Lembaran Ketujuh: Tentang Rindu (I)

2.7K 304 28
                                    

       Pancaran Fajar memasuki setiap sela jendela yang terbingkai kayu, menembus setiap sudut kamar. Membuat garis-garis tipis membentang di iris biruku, memaksa diri pemalas ini untuk terbangun menuju realita kembali.

        Tok! Tok!

        Suara-suara paling menyebalkan dan paling kasar di setiap pagiku; Selalu ampuh membuat mataku langsung terbuka. Kepalaku menoleh ke arah sumber suara dengan pandangan tak suka, lalu berdesis menyumpahi siapapun yang berani mengganggu tidurku.

       "Aku sudah bangun, berisik! Ya ampun! Sudah kubilang, aku tidak ingin masuk sekolah hari ini!" bentakku tak tahu diri seraya membanting selimut biruku hingga jatuh ke lantai.

       Berjalan dengan menghentakkan kaki keras-keras, lalu tanganku memutar kenop pintu dengan kasar. Menarik gagang pintu dengan wajah menyebalkan, untuk melihat siapa yang menggedor-gedor pintu kali ini.

        "Bagaimana tidurmu? Nyenyak? Ibu bilang, tak usah bersekolah hari ini. Ah ya, Paman Erick menelpon ibuku beberapa menit lalu. Kenapa kau tidak mengangkat teleponnya?" papar Sara dengan wajah datarnya serta mata yang setengah terpejam. Rambut blondenya berantakan, mekar seperti singa yang sedang mengamuk.
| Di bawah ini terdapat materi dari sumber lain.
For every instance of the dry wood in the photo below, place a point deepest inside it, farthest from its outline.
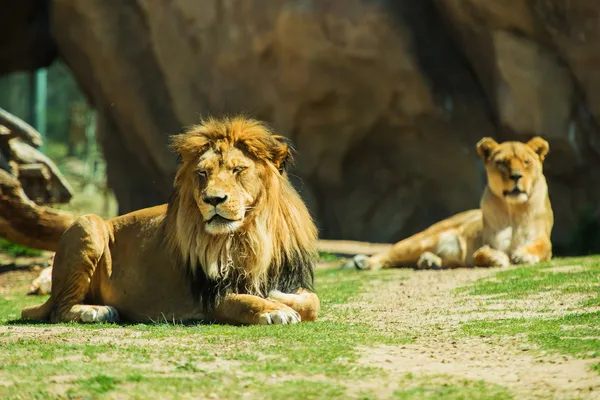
(25, 223)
       Kami benar-benar termakan lelah kemarin hari. Saat aku sudah pulang, beberapa barangku sudah tertata--tak begitu rapi, baju-baju kotor sudah masuk ke dalam keranjang cucian, serta beberapa 'peralatan' yang tersimpan apik di lemari kecilku. Argh, aku benar-benar terima kasih atas kebaikan mereka yang membuatku untuk tidak menyeret koper lagi di tengah malam. Kepalaku yang masih penuh dengan kejadian tadi malam, hanya bisa mengangguk--menanggapi perkataan Sara.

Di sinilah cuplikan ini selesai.